Quant à la grande châsse de vermeil médiévale, qui contenait le corps, elle devint la proie des Révolutionnaires réquisitionnant les métaux précieux. On obtint toutefois d’en retirer au préalable les ossements que se répartirent les dignitaires du Chapitre. Du procès-verbal de ce partage opéré le 11 juillet 1790, retenons que M. de Saint-Beaussan, archidiacre de Vittel et vicaire général, reçut un fragment de l’omoplate. En souvenir de quoi, pensons-nous, la paroisse de Vittel en conserve encore une parcelle.

La tourmente passée, les reliques ne réintégrèrent pas toutes la nouvelle châsse ; beaucoup restèrent dispersées dans plusieurs église du diocèse de Nancy. Dix paroisses, en effet, ont Saint Mansuy comme patron, presque toutes situées dans le voisinage de Toul.

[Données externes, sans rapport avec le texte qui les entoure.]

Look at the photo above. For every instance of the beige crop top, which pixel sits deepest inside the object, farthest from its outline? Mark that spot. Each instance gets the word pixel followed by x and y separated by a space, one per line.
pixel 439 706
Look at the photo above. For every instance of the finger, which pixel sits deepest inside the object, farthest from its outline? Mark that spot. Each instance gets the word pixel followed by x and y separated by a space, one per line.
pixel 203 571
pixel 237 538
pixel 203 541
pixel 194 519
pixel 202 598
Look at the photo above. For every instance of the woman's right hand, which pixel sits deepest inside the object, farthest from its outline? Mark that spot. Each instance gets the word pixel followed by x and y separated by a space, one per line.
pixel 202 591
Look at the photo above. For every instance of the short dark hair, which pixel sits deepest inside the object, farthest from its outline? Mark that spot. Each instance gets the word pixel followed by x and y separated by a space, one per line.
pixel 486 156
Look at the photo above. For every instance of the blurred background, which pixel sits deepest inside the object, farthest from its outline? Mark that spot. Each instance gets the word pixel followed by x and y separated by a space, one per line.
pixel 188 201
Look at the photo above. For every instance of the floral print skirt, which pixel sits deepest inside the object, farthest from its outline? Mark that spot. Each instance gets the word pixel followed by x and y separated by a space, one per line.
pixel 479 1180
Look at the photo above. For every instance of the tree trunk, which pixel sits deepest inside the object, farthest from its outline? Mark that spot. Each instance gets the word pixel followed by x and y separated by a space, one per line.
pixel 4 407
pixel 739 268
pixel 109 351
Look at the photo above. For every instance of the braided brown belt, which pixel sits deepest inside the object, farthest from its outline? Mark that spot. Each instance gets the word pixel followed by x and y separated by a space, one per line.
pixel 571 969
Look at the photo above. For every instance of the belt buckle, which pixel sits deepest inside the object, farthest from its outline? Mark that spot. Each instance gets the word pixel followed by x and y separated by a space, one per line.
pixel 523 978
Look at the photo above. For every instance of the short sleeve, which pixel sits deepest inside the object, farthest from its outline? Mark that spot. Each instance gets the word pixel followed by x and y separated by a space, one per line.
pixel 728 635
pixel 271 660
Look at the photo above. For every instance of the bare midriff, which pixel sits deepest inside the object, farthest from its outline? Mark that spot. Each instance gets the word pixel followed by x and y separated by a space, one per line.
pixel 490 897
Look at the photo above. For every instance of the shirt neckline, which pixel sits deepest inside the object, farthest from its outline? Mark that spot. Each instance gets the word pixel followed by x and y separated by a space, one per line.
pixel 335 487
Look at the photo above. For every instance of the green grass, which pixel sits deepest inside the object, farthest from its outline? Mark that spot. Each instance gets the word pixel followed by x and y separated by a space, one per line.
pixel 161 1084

Le diocèse de Verdun en compte quatre, dans la fraction dépendant jadis de Toul. Chez nous, trois paroisses, curieusement excentriques par rapport à cette ville, sont dédiées à Saint Mansuy : Fontenoy-le-Château et Sérécourt, à la lisière de la Haute-Saône ; Raon-sur-Plaine, au pied du Donon. Son office figurait de même au propre des Dames de Remiremont, par ailleurs si distantes de Toul à tous égards. Preuve que chez elles, la piété lorraine l’emportait sur la fierté aristocratique.

Raon-sur-Plaine aujourd’hui, comme Remiremont jadis, atteste ainsi que la foi, plantée à Toul par Saint Mansuy, a rayonné jusqu’au cœur du massif vosgien. C’est ce que dit en toutes lettres et si joliment la dernière strophe de l’hymne des Premières vêpres de notre Propre, au 4 septembre. Le très bel office, hérité d’ailleurs de Toul et concédé par Rome en 1957, s’est trouvé bousculé par la récente réforme du bréviaire en sorte que cet hymne a, hélas ! disparu.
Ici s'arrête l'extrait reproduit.